For an album so indebted to the past – running from as much as it gets nos(e)talgic for it – it was only right, though unexpected, that Push reunited with his brother, now a born-again Christian and leading a much cleaner life, who added a No to his pen name of Malice to show everyone what he’s about: No Malice. Interestingly though, he’s credited only as Malice here, which makes sense when you listen. “I Pray For You”, a Ye track of course, uses bombastic church organs and a Labrinth feature on the chorus to make the song larger than life.
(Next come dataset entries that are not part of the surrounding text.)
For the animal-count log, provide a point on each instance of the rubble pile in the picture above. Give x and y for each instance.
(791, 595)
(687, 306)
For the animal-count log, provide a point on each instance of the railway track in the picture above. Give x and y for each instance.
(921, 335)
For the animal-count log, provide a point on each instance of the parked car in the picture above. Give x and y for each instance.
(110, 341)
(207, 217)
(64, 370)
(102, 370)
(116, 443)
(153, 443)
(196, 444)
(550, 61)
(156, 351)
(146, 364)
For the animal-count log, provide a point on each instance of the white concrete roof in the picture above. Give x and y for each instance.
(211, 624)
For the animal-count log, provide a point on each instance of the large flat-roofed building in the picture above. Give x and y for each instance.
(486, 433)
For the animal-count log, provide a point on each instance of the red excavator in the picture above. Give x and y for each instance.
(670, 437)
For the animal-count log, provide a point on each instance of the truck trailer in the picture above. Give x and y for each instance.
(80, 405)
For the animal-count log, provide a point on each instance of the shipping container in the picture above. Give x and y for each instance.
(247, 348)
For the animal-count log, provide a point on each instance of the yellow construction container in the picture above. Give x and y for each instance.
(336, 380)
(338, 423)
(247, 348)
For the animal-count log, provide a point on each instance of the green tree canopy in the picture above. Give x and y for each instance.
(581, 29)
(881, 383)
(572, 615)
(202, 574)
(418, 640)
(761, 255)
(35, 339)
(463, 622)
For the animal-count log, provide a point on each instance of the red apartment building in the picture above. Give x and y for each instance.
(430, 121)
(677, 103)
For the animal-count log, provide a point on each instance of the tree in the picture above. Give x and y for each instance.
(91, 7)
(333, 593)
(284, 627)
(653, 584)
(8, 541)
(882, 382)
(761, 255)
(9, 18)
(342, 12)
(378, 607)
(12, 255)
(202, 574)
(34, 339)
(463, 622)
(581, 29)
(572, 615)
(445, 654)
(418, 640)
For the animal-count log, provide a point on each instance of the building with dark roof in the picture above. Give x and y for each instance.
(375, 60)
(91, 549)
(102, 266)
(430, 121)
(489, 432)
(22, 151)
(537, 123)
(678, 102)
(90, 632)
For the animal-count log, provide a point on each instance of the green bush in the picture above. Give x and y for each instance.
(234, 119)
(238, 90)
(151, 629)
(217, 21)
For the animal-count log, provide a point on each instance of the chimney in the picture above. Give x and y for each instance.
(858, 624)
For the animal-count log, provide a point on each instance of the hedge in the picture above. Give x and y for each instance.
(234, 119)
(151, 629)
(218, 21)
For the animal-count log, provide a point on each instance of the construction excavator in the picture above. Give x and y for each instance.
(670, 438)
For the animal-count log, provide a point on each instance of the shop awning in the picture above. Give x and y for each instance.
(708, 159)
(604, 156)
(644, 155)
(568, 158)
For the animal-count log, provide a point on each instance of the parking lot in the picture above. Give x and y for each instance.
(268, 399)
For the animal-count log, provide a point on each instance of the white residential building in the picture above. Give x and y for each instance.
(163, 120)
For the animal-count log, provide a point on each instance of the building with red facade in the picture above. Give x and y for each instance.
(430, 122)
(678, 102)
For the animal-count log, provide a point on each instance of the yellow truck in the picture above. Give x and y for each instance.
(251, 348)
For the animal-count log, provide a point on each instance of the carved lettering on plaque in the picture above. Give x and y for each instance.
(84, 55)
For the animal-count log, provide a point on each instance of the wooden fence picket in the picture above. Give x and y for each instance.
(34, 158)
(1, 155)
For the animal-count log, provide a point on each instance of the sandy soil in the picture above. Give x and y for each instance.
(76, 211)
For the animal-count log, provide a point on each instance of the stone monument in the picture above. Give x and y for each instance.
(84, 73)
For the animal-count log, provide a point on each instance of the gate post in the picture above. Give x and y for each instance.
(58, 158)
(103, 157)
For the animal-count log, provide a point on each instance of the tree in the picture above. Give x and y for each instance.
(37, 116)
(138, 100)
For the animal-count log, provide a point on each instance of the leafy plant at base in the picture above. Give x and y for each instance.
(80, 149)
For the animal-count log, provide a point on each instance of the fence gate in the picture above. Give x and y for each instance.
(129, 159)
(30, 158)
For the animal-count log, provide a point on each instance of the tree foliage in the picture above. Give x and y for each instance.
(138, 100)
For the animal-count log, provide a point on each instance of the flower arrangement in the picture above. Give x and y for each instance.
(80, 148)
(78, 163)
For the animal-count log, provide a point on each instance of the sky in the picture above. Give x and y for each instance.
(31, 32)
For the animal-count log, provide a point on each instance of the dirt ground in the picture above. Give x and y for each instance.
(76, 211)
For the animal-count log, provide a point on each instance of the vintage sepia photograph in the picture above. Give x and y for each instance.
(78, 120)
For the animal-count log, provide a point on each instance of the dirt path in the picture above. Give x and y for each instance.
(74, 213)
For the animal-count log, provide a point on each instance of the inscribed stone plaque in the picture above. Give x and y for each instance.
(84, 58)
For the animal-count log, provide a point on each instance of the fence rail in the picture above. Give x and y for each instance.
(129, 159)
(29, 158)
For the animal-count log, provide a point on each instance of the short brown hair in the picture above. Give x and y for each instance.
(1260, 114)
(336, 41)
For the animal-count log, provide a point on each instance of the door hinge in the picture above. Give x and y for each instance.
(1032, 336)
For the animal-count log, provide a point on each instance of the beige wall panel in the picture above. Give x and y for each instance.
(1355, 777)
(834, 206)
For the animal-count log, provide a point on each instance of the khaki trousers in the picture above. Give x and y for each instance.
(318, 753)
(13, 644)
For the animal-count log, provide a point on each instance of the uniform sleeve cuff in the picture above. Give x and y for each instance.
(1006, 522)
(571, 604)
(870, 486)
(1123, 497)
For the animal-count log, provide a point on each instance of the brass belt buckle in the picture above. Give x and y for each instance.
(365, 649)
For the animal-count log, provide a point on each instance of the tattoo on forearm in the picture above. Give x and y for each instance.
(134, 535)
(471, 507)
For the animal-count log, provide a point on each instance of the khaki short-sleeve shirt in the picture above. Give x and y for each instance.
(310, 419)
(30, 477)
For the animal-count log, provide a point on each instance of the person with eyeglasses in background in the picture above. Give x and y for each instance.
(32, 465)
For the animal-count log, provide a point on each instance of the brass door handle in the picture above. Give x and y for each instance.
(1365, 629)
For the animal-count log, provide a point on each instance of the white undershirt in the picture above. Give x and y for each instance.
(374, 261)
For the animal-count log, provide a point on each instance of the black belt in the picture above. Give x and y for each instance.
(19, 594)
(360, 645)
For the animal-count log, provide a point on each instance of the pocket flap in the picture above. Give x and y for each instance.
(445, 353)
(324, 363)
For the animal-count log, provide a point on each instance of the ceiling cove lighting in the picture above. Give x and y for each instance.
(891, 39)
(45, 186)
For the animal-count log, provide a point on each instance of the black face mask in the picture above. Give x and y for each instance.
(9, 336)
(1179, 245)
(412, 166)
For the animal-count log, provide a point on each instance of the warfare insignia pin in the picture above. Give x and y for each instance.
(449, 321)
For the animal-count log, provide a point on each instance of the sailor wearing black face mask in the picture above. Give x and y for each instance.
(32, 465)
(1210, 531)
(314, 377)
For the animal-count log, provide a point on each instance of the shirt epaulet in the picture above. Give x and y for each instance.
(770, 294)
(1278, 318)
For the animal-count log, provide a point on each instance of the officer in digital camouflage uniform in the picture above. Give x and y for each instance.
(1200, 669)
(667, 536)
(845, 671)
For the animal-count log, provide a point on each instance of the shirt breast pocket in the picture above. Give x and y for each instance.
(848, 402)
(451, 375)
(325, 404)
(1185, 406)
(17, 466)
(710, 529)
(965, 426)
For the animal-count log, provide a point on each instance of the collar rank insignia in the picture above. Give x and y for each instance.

Malice has one of the best verses on It’s Almost Dry and of his whole career, putting on display the tug-of-war of his drug-dealing past with Push and his desire to leave it all behind:
‘X told you hell is hot, I told you ‘Repent‘
Faith never waivered as I walked along the fence
Faith moves mountains, so what are you up against?
Watch my brother ’round you bitches, I know he pretends
I greet you with the love of God, that don’t make us friends
I might whisper in his ear, ‘Bury all o’ dem‘
Light another tiki torch and carry it again
Back up on my high horse, it’s chariots again
Put the ring back on her finger, marry it again’
Malice‘s legacy ensures that desire will never truly be possible (‘Today’s top fives only strengthenin’ my myth/Belong on Rushmore just from chiselin’ a brick‘), especially as long as his brother – who he loves and supports unconditionally, enough to jump back on a track like this – has cracked rose-colored glasses on regarding their past that pays him in the present through his art. It’s a sweet dynamic, one you can’t fake or imitate – these are two brothers that have been through hell and back (‘Vietnam flashbacks, I get triggered by a sniff‘), who had to get it however they could, and that sort of bond is near-unbreakable, even if they went on to choose different paths in life. Though after this, maybe Push and Mal realize they’re still a lot closer than appears.
It’s Almost Dry is a momentous album. Lots of discourse among fans over what’s better, this or DAYTONA, this or King Push – Darkest Before Dawn. It’s not so much about that for me – each album is a snapshot of where Pusha T is, distilled through his obstinance with the drug game, and contextualized by where he’s at in life at the time. The funny thing is, with every new album he seems to be on the top of things, so convinced by his confidence and technical prowess, and aging like wine (44 is practically a pensioner in hip-hop years). It really all comes down to whether or not you’re willing to go skiing with Push or not. I’ve had a season pass to the mountain for years so to speak, and the powder’s always been fresh. This is a great album for existing fans, but rap fans in general will find a lot to like here, especially on Pharrell‘s tracks. He doesn’t go by King Push for no reason.
Though, I will say I was disappointed by no ‘yuugh‘ adlibs on this album!